South Sudan’s military forces systematically raped women, murdered civilians and carried out large-scale looting, Amnesty International has alleged.
Civilians were burnt alive, hanged in trees and run over with armoured vehicles in opposition-held areas in Unity State, the group said, while children were swung into tree trunks to kill them.
South Sudanese authorities have failed to respond to the warnings and recent UN reports suggest some of those identified by Amnesty may have also been involved in atrocities committed during the offensive this year.
Joan Nyanyuki, Amnesty International’s regional director for East Africa, said: “A key factor in this brutal offensive was the failure to bring to justice those responsible for previous waves of violence targeting civilians in the region. Leer and Mayendit counties have been hard hit in the past, and yet the South Sudanese government continues to give suspected perpetrators free rein to commit fresh atrocities. The result has been catastrophic for civilians.”

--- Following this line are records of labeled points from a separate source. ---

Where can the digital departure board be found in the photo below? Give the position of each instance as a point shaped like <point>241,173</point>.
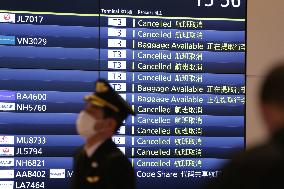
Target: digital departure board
<point>180,64</point>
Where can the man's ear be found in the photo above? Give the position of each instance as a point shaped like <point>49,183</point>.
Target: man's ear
<point>112,124</point>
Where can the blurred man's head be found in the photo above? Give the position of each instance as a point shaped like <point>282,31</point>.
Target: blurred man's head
<point>104,112</point>
<point>272,99</point>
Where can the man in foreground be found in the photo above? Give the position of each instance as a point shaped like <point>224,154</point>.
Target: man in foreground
<point>100,164</point>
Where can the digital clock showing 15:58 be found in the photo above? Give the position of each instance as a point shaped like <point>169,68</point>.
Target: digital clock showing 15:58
<point>222,3</point>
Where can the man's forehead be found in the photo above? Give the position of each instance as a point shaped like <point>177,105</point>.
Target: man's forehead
<point>94,109</point>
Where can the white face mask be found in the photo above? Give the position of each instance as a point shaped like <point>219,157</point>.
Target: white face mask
<point>85,125</point>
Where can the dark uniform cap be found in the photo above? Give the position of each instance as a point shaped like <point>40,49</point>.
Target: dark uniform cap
<point>106,97</point>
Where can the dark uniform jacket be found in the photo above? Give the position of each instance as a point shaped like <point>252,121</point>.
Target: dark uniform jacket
<point>108,168</point>
<point>259,168</point>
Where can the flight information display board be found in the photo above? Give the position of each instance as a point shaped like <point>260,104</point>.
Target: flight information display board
<point>180,64</point>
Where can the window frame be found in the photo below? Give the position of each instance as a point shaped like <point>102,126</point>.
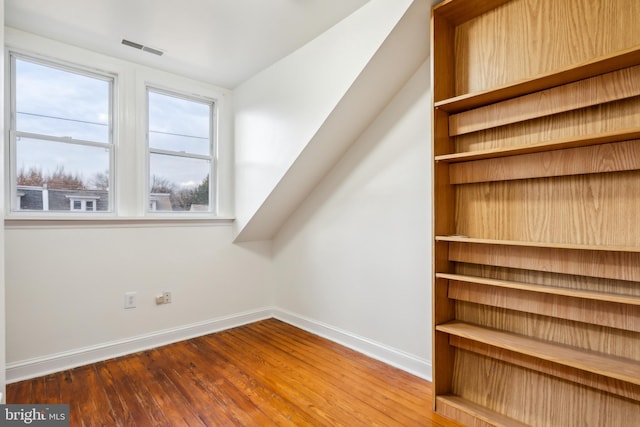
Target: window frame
<point>128,183</point>
<point>150,203</point>
<point>13,134</point>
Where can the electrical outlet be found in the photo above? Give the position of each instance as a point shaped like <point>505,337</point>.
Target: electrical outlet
<point>130,299</point>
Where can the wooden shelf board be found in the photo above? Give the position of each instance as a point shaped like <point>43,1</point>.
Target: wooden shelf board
<point>558,144</point>
<point>574,293</point>
<point>601,65</point>
<point>475,411</point>
<point>596,363</point>
<point>457,14</point>
<point>549,245</point>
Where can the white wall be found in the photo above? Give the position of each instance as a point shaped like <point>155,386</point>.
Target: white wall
<point>279,110</point>
<point>2,285</point>
<point>354,261</point>
<point>65,289</point>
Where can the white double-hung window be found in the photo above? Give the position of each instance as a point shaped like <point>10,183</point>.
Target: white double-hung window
<point>61,148</point>
<point>182,162</point>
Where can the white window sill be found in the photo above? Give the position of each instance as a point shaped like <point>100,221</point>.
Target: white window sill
<point>90,221</point>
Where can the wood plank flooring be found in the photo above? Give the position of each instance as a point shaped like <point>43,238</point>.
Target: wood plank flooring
<point>267,373</point>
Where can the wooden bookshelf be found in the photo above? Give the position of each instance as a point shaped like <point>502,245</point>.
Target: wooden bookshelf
<point>536,249</point>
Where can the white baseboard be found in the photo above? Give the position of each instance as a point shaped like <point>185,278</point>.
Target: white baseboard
<point>394,357</point>
<point>44,365</point>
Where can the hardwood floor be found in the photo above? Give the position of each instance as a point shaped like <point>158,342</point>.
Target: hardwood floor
<point>264,374</point>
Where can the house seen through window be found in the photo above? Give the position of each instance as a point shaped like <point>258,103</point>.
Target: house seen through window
<point>181,152</point>
<point>61,146</point>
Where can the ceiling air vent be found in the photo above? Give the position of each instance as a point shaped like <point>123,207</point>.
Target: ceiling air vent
<point>142,47</point>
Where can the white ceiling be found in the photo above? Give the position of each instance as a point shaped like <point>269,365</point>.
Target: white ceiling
<point>223,42</point>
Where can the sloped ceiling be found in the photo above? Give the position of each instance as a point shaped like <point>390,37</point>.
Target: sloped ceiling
<point>403,48</point>
<point>222,42</point>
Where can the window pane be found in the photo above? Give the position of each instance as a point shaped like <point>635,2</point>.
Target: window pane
<point>50,101</point>
<point>49,174</point>
<point>179,125</point>
<point>179,183</point>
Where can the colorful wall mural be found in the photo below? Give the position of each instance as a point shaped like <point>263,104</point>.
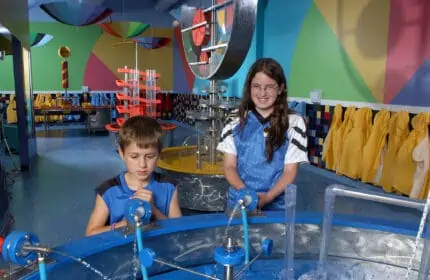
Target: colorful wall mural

Unity State has been the site of the most ruthless violence since South Sudan’s civil war erupted five years ago. At least 50,000 people have been killed during the conflict, many of them civilians, according to UN figures, and an estimated quarter of South Sudan’s population has been displaced. Amnesty’s report also detailed how government and allied forces abducted primarily women and girls and held them for up to several weeks, with many women and girls gang-raped. Those who attempted to resist were killed.